Microsoft and the OCR are currently experimenting with audification, adding sounds to the equation of visualization and data in hope of increasing their level of threat intelligence. Finn also demonstrated these botnet noises, which sounded like they could easily compose a science fiction or even horror film.

On an organizational level, Microsoft’s database of 70 million IP addresses is being leveraged in its Azure Active Directory Premium offering. Through a consul in the directory, IT administrators can track company log-ins and check them against that store of suspicious addresses.    

Finn also urged Convergence attendees to take advantage of the new cybercrime satellite offices Microsoft opened in Beijing, Berlin, Singapore, Tokyo and Washington, D.C. These join the Redmond, Wash., headquarters in offering cybersecurity information and assistance to organizations.

Organizations can protect themselves today by starting with basic computer hygiene, Finn explained.

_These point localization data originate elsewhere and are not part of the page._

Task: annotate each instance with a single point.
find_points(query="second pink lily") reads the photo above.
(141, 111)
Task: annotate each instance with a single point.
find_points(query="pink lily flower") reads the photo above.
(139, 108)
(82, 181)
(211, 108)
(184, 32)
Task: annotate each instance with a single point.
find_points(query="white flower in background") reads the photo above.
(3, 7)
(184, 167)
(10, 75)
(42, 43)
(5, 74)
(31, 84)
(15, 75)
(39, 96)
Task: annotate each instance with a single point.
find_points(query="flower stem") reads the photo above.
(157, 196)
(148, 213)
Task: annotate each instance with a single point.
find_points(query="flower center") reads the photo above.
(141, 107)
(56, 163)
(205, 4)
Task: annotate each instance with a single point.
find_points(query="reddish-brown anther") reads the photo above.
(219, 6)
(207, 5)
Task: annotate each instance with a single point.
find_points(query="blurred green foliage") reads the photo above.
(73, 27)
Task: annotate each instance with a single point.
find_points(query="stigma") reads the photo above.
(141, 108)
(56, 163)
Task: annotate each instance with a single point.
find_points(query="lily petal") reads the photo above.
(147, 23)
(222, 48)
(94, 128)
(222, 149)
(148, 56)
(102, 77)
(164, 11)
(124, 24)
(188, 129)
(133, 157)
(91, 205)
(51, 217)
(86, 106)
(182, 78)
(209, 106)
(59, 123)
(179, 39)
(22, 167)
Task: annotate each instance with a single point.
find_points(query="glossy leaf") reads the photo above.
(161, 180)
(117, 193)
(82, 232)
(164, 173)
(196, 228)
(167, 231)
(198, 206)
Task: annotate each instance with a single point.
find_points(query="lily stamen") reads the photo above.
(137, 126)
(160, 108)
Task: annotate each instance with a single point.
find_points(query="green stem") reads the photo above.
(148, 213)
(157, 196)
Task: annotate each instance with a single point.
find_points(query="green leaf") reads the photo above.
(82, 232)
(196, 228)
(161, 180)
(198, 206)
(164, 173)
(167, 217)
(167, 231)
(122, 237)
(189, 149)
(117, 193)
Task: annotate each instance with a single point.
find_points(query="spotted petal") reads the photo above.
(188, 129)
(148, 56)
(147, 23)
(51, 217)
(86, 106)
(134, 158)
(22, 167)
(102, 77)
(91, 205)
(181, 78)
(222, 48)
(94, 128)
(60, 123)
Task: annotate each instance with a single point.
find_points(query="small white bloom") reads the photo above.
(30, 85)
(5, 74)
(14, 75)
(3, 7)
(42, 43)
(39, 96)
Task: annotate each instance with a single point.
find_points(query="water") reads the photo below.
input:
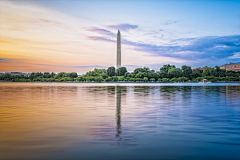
(126, 121)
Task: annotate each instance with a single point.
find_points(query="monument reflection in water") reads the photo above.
(80, 121)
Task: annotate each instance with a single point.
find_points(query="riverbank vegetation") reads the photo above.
(167, 73)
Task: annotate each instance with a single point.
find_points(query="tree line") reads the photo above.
(167, 73)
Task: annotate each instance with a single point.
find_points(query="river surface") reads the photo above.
(119, 121)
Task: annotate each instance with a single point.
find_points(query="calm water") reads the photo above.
(130, 121)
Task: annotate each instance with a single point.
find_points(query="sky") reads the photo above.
(78, 36)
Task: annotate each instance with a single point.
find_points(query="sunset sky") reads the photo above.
(78, 36)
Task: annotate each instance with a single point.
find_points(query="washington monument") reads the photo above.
(118, 49)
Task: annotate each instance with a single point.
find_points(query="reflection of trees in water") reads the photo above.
(232, 91)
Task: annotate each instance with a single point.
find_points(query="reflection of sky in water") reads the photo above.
(114, 122)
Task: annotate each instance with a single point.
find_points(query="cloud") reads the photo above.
(100, 39)
(170, 22)
(101, 31)
(123, 27)
(195, 48)
(93, 66)
(3, 60)
(235, 56)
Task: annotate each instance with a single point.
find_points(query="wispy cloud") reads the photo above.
(170, 22)
(100, 39)
(101, 31)
(197, 48)
(123, 27)
(3, 60)
(91, 66)
(235, 56)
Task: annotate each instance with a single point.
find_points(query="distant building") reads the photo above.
(231, 66)
(14, 73)
(200, 68)
(17, 74)
(118, 50)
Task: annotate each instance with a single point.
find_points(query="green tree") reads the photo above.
(145, 79)
(104, 75)
(137, 70)
(165, 79)
(46, 75)
(115, 78)
(132, 79)
(164, 70)
(139, 79)
(121, 71)
(196, 73)
(174, 72)
(92, 73)
(139, 75)
(186, 71)
(174, 79)
(99, 79)
(111, 71)
(108, 79)
(120, 78)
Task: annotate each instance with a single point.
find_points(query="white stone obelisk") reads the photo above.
(118, 49)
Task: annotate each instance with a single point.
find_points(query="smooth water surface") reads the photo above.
(111, 121)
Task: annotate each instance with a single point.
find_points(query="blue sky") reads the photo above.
(196, 33)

Everyone should be working on updated software with updated security controls, he advised, with employees trained on those protocols. Additionally, organizations need to have a plan ready in the case of a crisis, should think about going to the cloud, and need to maintain a high level of awareness.

As dire as these threats remain, Finn did highlight the big strides made by both Microsoft and the government in greater cybercrime awareness and intelligence.

The fact that, at the recent White House Summit on Cybersecurity and Consumer Protection, President Obama even used the word “botnet” in his speech was deemed “significant” by Finn.